You’re not controlling and you’re not old fashioned. Honestly, nobody I know in real life who is married/in a happy relationship goes out for meals and drinks with a friend of the opposite sex alone yet on here I read about it all the time.

You aren’t demanding your wife doesn’t see her friends. You’re not demanding she stays in. You’ve just told her you aren’t happy with it, and she’s basically told you she thinks these meals are more important than your feelings. I think that’s far worse than being upset about what she’s doing

TammySwansonTwo Wed 06-Dec-17 13:42:07

It's very hard to tell from your post whether she says being unreasonable or you're heading towards controlling. Context is a big deal here.

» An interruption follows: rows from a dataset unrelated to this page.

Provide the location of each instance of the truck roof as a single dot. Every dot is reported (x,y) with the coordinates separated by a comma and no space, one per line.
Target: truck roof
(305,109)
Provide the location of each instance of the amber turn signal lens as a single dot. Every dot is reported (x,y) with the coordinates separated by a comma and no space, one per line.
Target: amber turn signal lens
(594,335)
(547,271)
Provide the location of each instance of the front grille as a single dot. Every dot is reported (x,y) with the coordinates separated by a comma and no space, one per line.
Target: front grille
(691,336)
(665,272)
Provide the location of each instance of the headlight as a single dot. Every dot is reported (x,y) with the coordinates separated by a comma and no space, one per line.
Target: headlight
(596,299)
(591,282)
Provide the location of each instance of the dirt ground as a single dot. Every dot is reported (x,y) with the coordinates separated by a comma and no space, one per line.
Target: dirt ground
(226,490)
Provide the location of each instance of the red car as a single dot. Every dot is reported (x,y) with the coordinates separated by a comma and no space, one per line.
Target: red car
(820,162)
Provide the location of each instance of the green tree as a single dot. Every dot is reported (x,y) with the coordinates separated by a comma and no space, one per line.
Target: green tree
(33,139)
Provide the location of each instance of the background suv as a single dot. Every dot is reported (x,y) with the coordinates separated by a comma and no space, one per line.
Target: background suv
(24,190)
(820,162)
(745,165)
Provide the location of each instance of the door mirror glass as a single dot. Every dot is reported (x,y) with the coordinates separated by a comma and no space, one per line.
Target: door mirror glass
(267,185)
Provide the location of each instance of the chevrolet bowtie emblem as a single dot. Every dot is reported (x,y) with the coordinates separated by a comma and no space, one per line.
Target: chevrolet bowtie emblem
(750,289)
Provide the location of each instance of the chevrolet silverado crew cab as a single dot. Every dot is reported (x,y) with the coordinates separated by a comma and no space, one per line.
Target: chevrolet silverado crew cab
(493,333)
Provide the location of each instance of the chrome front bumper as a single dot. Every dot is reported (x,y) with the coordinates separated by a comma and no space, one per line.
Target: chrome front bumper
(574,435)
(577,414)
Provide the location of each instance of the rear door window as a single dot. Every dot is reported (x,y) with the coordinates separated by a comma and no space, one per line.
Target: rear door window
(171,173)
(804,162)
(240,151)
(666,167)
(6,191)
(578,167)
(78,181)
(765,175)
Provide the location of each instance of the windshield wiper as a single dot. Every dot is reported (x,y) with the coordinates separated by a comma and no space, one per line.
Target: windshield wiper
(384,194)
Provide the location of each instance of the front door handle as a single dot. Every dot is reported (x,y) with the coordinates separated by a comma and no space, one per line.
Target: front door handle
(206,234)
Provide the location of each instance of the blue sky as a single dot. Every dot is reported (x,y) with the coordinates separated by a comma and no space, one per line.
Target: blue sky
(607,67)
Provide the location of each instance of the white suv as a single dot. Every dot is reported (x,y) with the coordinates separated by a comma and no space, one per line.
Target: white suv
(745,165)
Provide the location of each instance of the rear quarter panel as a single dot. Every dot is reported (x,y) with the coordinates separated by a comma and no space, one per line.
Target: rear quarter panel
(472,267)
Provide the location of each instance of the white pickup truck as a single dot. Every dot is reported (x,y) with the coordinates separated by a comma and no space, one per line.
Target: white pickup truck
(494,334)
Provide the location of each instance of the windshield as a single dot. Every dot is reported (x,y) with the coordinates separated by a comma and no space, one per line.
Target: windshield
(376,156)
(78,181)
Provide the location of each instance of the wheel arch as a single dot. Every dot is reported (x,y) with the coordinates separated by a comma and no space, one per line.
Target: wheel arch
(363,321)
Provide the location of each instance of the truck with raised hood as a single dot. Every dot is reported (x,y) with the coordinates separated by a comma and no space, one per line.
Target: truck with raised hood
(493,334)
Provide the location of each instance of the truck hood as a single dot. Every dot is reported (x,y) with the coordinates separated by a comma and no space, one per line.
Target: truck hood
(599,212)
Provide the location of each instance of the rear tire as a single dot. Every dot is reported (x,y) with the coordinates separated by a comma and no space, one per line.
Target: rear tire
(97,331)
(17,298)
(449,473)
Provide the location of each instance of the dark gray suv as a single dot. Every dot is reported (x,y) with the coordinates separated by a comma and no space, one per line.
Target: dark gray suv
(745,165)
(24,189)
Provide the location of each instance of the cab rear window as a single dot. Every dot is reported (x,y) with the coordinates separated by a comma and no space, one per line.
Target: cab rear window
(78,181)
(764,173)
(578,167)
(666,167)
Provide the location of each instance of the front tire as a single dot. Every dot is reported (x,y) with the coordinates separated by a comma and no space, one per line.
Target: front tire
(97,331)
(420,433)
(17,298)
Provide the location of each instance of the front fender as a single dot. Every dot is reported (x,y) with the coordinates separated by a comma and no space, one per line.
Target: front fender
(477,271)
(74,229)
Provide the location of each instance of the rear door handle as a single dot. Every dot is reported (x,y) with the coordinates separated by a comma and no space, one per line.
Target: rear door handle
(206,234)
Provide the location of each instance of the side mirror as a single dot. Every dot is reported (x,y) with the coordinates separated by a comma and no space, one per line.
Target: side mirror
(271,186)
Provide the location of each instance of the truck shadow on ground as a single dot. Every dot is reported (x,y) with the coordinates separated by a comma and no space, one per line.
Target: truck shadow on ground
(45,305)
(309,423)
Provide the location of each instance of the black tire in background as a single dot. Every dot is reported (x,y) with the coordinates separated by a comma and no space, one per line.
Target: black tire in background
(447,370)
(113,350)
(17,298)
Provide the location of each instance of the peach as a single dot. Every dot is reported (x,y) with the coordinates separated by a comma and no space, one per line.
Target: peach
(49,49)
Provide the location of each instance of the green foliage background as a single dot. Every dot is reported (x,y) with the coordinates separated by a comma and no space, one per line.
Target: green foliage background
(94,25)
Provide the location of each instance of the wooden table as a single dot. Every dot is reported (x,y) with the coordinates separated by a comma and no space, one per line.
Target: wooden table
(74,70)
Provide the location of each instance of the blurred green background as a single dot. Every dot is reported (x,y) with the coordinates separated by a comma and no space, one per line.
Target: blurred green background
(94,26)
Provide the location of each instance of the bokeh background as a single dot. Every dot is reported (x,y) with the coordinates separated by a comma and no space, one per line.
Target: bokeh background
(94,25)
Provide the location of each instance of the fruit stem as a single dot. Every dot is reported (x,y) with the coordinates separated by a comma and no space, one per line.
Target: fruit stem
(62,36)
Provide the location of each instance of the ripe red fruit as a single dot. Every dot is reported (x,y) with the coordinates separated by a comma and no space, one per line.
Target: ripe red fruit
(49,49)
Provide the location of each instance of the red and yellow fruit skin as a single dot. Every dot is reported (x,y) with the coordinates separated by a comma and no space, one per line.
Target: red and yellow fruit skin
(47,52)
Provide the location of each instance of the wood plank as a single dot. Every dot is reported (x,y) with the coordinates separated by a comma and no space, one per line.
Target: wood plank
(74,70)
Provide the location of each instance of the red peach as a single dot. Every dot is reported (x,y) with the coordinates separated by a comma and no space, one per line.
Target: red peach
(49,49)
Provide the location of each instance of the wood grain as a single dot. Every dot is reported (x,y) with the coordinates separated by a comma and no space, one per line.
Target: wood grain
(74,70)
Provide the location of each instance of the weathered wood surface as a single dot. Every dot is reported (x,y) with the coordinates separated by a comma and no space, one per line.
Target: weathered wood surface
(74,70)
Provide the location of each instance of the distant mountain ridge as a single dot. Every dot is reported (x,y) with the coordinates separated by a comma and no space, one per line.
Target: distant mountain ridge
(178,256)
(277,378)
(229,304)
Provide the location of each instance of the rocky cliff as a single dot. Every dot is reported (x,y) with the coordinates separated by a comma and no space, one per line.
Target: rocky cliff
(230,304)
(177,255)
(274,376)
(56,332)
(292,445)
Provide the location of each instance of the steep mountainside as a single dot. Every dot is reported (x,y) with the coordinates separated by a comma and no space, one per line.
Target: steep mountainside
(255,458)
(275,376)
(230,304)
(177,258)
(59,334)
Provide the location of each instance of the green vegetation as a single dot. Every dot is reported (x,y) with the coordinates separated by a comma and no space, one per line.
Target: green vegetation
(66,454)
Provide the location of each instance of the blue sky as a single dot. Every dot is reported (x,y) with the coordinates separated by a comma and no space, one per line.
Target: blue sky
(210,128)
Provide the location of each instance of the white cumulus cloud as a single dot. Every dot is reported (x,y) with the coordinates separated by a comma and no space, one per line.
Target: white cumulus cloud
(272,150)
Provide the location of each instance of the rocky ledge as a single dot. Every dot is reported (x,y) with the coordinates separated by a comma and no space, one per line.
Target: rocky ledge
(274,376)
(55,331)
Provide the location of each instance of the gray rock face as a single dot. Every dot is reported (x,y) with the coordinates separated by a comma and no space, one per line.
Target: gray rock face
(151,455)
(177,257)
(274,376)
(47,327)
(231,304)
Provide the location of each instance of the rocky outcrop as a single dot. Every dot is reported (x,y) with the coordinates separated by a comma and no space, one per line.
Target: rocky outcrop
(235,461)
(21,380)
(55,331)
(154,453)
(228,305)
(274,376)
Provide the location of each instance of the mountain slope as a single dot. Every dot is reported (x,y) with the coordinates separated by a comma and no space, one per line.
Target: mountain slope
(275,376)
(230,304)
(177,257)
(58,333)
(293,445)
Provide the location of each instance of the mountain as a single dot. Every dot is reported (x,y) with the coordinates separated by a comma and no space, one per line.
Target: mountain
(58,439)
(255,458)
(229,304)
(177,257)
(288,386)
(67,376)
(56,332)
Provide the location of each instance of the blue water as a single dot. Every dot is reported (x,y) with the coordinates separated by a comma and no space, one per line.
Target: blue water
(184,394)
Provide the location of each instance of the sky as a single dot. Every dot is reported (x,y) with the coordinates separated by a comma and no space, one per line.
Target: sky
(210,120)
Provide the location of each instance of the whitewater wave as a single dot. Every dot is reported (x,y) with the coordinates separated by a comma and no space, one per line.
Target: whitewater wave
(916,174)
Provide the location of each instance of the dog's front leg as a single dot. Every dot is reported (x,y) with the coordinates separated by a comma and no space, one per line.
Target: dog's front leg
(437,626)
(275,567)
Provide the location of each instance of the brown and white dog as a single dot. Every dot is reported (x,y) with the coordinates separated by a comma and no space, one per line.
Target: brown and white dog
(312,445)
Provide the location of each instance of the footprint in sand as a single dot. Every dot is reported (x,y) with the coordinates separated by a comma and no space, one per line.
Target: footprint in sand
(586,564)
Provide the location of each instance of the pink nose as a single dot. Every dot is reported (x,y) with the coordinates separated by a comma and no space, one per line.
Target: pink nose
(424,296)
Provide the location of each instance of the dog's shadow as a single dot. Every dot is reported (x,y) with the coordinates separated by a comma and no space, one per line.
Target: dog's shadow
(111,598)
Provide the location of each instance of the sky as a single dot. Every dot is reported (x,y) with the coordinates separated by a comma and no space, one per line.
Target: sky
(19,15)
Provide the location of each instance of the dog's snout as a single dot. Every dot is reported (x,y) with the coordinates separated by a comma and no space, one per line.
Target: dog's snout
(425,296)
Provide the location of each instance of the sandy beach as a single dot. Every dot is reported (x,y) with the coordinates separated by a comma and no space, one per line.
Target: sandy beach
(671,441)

I have male friends that aren't my husband's friends, people I've known for a long time. It's highly unlikely I would ever go out socially with them one on one repeatedly. I can't see that ever happening, and my DH wouldn't do it with women either. Going out with a group of colleagues or old friends is totally different, as is socialising with a very close friend she's known much longer than you. But beyond that, it wouldn't be okay in my marriage. If it did happen for some reason (we had a male friend who was going through a really tough time and I met him for coffee a few times as we were both off work) my DH would be fully aware of it.

Shoxfordian Wed 06-Dec-17 13:49:16

Idk

Yes you're entitled to your feelings but this doesn't mean you can attempt to control your wife or stop her seeing friends. Your feelings are not reasonable, I wouldn't be pandering to them either if I were your wife

Skarossinkplunger Wed 06-Dec-17 16:29:26

Chippyway you seriously get to police who your husband socialises with?